La candidature de Richard Ferrand à la présidence du Conseil constitutionnel a été approuvée ce mercredi à une voix près par les parlementaires de la Commission des lois.
Le successeur de Laurent Fabius est désormais connu. A l’issue de deux auditions, à l’Assemblée nationale, puis au Sénat, la nomination de Richard Ferrand a la présidence du Conseil constitutionnel a été approuvée ce mercredi.
L’ancien président du Palais Bourbon, proposé à ce poste par Emmanuel Macron, prendra ses fonctions en mars prochain.

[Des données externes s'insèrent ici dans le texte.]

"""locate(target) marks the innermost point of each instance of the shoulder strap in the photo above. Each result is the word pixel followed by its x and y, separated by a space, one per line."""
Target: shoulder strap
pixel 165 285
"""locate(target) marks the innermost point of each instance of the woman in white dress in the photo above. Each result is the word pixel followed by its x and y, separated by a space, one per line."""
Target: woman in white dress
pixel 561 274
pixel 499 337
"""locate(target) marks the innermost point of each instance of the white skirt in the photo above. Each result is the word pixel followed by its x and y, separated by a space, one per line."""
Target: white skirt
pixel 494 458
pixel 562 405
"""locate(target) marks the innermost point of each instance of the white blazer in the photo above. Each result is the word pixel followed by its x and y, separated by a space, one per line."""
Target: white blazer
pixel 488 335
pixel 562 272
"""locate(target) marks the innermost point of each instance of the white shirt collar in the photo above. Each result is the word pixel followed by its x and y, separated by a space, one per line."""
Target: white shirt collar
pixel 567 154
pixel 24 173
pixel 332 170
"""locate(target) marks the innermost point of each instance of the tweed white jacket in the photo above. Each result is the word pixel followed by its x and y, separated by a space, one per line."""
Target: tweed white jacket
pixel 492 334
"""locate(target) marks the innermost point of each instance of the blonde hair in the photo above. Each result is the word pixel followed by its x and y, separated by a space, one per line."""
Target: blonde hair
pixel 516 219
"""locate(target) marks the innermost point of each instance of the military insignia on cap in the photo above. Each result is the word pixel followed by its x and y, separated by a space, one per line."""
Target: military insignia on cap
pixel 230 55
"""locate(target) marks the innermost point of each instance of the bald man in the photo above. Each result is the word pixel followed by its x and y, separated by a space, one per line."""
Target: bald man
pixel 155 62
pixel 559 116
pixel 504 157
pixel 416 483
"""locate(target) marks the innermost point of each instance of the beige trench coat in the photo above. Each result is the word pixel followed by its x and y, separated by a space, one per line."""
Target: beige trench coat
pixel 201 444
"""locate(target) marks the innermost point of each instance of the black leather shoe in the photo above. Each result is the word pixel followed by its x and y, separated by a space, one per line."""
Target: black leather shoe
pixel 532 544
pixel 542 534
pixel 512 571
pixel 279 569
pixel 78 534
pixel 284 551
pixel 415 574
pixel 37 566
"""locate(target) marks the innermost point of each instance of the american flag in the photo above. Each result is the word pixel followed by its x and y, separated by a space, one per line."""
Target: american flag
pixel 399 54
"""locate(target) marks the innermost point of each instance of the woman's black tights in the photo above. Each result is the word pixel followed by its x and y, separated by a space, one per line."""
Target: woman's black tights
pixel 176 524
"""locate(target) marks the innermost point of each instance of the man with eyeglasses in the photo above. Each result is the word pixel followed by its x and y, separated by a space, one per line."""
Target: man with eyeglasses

A l'issue d'un vote dans les commissions des Lois des deux chambres, 39 parlementaires ont voté pour sa nomination et 58 contre, alors que 59 voix auraient été nécessaires pour bloquer la nomination.
Interrogé par les députés dans la matinée, Richard Ferrand a pu clarifier sa position sur certains sujets. Le candidat du chef de l’Etat a d’ailleurs déclaré n’avoir jamais «pensé que le président de la République puisse effectuer un troisième mandat», démentant certaines accusations.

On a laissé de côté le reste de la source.